That's a bounty? You've got to be kidding

Calling a $500 incentive among players a bounty is ridiculous. What's next? Game balls, wonders's Steve Lawrence.

Seriously, have you ever heard anything as stupid as the Bountygate?

First of all, when I hear the word "bounty," I think back to former Packers defensive lineman Charles Martin, who wore a "hit list" with the numbers of Chicago Bears players during a 1986 game. Martin collected his own bounty by slamming Bears quarterback Jim McMahon to the turf countless seconds after a play ended.

Or, when former Eagles coach Buddy Ryan allegedly put a hit on Dallas kicker Luis Zendejas during a 1999 game; Zendejas' day ended with a concussion.

The newest incarnation of the bounty isn't even a bounty. Lions quarterback Jon Kitna said as much while talking to reporters who cover the Packers during a teleconference on Tuesday.

"I think that's a real good thing for your football team," he said. "I don't know if it is against the rules, and if it is, it shouldn't be. They're not paying people to go out and hurt somebody. There's paying people to do their job."

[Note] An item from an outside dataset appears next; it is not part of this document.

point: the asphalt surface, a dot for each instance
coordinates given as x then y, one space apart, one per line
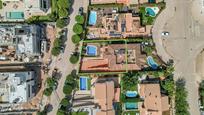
62 61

That some Packers defensive backs allegedly offered the defensive linemen $500 apiece if they could help hold Minnesota's Adrian Peterson to less than 100 yards seems like a fun incentive. It's not like Colin Cole ended Peterson's day by hitting him with a steel chair, WWE style.

What's next? Will a 1,000-yard rusher be fined for buying his offensive linemen watches? Is giving a game ball to the player of the game a bounty, too?

I suppose, if I squint really hard or use a pair of Hubble-sized binoculars, I can see the NFL's point. While what the Packers did seems harmless, the league has to draw a line at some point, and it's better to err on the side of caution.

It's unfortunate, however that the long arm of the NFL law cracked down now, because what would the "bounty" be against Detroit on Thanksgiving? Two weeks ago against Arizona, the Lions rushed for minus-18 yards, which not surprisingly set a modern NFL record for futility. Last week against the Giants, the Lions rushed 11 times (including the first four plays of the game) for 25 yards. If you're counting, in two games, that's 19 rushes for 7 yards.

Maybe, as a mea culpa to the NFL, the Packers' defensive linemen could return the money to the defensive backs if the Lions get past the line of scrimmage on at least half of their rushing attempts. Or, in the spirit of the upcoming holidays, they could pay for Shaun Rogers' enrollment in Jenny Craig.